As Chicagoans prepare to head to pools and outdoor water playgrounds this summer, park, and pool owners need to take steps to prevent outbreaks of crypto. Since 2014, outbreaks of this parasitic disease have doubled, leaving victims seriously ill. The Centers for Disease Control and Prevention has targeted its focus on preventing the outbreaks from happening. A personal injury lawyer may help clients who have contracted crypto from public parks or pools to recover damages for any losses that they suffered.
What Is Crypto?
Crypto is an illness caused by a parasite that is called cryptosporidium. This parasite is spread in pools when people swallow water that contains tiny particles of feces. When people contract it, they may suffer severe diarrhea, become severely dehydrated, experience nausea and vomiting. Some victims also suffer from inflammation of their liver, pancreas and gall bladder. The symptoms may last for two weeks or more. Victims who have compromised immune systems or who have had transplants may suffer life-threatening complications and may develop wasting.
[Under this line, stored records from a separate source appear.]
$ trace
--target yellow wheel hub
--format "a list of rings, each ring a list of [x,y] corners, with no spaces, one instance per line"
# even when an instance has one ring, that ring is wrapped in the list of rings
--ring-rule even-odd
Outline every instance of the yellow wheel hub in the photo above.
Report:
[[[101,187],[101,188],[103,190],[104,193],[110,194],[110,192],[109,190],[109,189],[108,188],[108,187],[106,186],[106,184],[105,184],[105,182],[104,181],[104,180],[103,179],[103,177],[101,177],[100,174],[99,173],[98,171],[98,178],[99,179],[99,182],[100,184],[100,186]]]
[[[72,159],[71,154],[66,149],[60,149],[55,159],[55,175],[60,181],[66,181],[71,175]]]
Crypto Statistics and Prevention
The CDC reports that there were 32 crypto outbreaks in 2016. By comparison, 14 outbreaks were reported in 2014. One of the problems with Cryptosporidium is that it is very difficult to kill. Normal chlorine levels in pools are not enough to kill this parasite. The CDC recommends that pools that have experienced an outbreak or if a person has a diarrhea incident while visiting the pool should close and treat the pool with hyperchlorination. Chicagoans should avoid swimming if they are suffering from diarrhea, and they should not let their children go to the pool if their children are dealing with diarrhea. This can help to prevent spreading the infection to others.
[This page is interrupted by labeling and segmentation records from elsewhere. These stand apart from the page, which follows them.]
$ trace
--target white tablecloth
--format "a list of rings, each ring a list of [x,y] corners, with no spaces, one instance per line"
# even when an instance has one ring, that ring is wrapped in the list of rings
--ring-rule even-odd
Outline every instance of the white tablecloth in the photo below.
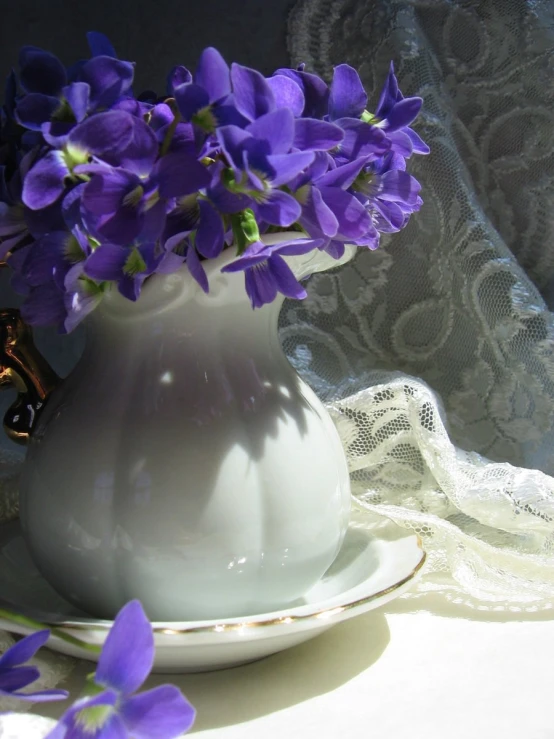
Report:
[[[438,596],[414,607],[400,599],[259,662],[149,685],[182,688],[199,739],[554,739],[554,613]],[[90,670],[73,673],[75,695]]]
Pool and water amusement park operators should institute regular cleaning routines and warn their visitors about the potential for crypto outbreaks if they swim while having diarrhea. Before entering the pool, parents and children should rinse off in the shower to remove any bacteria that might be located on their bodies so that they do not accidentally contaminate the water. Finally, if a person learns that he or she has contracted crypto-related diarrhea, the person should not go swimming for at least two weeks after the symptoms have subsided. A personal injury lawyer might advise Illinois residents about the potential of filing premises liability claims if poor pool maintenance resulted in the crypto outbreak.